Pittelli tramite per il pagamento di una perizia
L’ex parlamentare e avvocato Giancarlo Pittelli è fra le persone destinatarie di una misura cautelare nell’ambito dell’operazione dei Carabinieri “Malapigna” che coinvolge 29 persone. Pittelli, già ai domiciliari in quanto coinvolto nell’operazione “Rinascita Scott” della Dda di Catanzaro, è accusato di concorso esterno in associazione mafiosa.
Per Pittelli la Dda reggina ha disposto la custodia cautelare in carcere. L’ex parlamanetare (è stato deputato e senatore di FI e Pdl), nell’ambito di “Rinascita-Scott” è accusato di concorso esterno in associazione mafiosa, rivelazione di segreti d’ufficio ed abuso d’ufficio nell’ambito della maxi-operazione condotta dai carabinieri e coordinata dalla Dda di Catanzaro guidata da Nicola Gratteri. Avrebbe messo a disposizione di alcuni clan del Vibonese, come i Mancuso di Limbadi e Nicotera ed i Razionale-Fiarè-Gasparro di San Gregorio d’Ippona, i suoi canali ed i suoi agganci per rafforzare il loro potere mafioso.
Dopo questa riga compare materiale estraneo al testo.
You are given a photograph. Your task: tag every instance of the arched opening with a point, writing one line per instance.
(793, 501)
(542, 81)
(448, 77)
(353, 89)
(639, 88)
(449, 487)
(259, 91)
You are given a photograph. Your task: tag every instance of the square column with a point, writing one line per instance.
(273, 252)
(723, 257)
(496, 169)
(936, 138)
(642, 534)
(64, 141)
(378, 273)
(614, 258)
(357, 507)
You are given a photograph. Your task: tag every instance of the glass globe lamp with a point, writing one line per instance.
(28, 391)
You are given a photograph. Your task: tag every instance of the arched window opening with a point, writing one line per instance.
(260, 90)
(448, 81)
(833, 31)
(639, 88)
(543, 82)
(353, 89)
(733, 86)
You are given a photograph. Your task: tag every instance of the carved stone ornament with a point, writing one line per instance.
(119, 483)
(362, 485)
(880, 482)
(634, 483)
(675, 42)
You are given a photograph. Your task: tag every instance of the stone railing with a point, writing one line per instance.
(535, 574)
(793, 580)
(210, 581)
Giancarlo Pittelli, avvocato ed ex parlamentare, è accusato di essersi fatto tramite fra il boss Giuseppe Piromalli, 76 anni, detto “Facciazza”, detenuto in carcere in regime di isolamento, il figlio Antonio di 49 e Rocco Delfino, esponente di spicco del clan, in merito al pagamento di un perito incaricato di esaminare la pistola usata per l’uccisione del sostituto procuratore generale della Corte di Cassazione Antonino Scopelliti. Giuseppe Piromalli è considerato uno dei mandanti dell’omicidio, avvenuto il 9 agosto 1991 in un agguato a Campo Calabro, nel Reggino, mentre la vittima, a bordo della sua auto, rientrava a casa. Secondo i magistrati reggini, Pittelli avrebbe riferito a Delfino, tramite Antonio Piromalli, che era necessario versare 30.000 euro al perito incaricato di esaminare l’arma, ritrovata in un terreno alle pendici dell’Etna su indicazione del pentito Maurizio Avola. Il pagamento doveva avvenire tramite bonifico, ma senza che i soldi, provenienti da attività criminali, potessero essere tracciati.
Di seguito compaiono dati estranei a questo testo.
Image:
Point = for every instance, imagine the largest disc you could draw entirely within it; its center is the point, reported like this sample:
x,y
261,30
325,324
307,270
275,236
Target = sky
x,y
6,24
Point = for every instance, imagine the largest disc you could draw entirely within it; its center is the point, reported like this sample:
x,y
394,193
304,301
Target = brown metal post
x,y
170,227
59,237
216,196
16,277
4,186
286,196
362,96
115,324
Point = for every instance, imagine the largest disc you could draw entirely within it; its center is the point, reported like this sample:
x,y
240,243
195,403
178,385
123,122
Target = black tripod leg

Pittelli, secondo quanto emerge dagli atti dell’inchiesta, avrebbe recaptato a Delfino, da parte di Antonio Piromalli, una missiva “finalizzata a far risultare un pagamento tracciato e quietanzato per il consulente tecnico che avrebbe dovuto redigere la consulenza per conto di Giuseppe Piromalli detto ‘Facciazza’, indagato quale mandante insieme con altri capi cosca di ‘ndrangheta e di Cosa nostra siciliana, del giudice Antonino Scopelliti facendosi portavoce delle esigenze delle cosche, pianificando un sistema al fine di eludere la tracciabilità del denaro necessario alle strategie difensive proveniente da profitti criminali ed al cui pagamento avrebbe dovuto provvedere Rocco Delfino per un importo di circa 30.000 euro”. L’ex parlamentare, inoltre, secondo i giudici inquirenti, “consapevole dello spessore criminale di Rocco Delfino”, si sarebbe attivato pet tutelarlo da eventuali inchieste della magistratura mettendolo in guardia dall’inchiesta “Rinascita Scott” in cui egli stesso è coinvolto.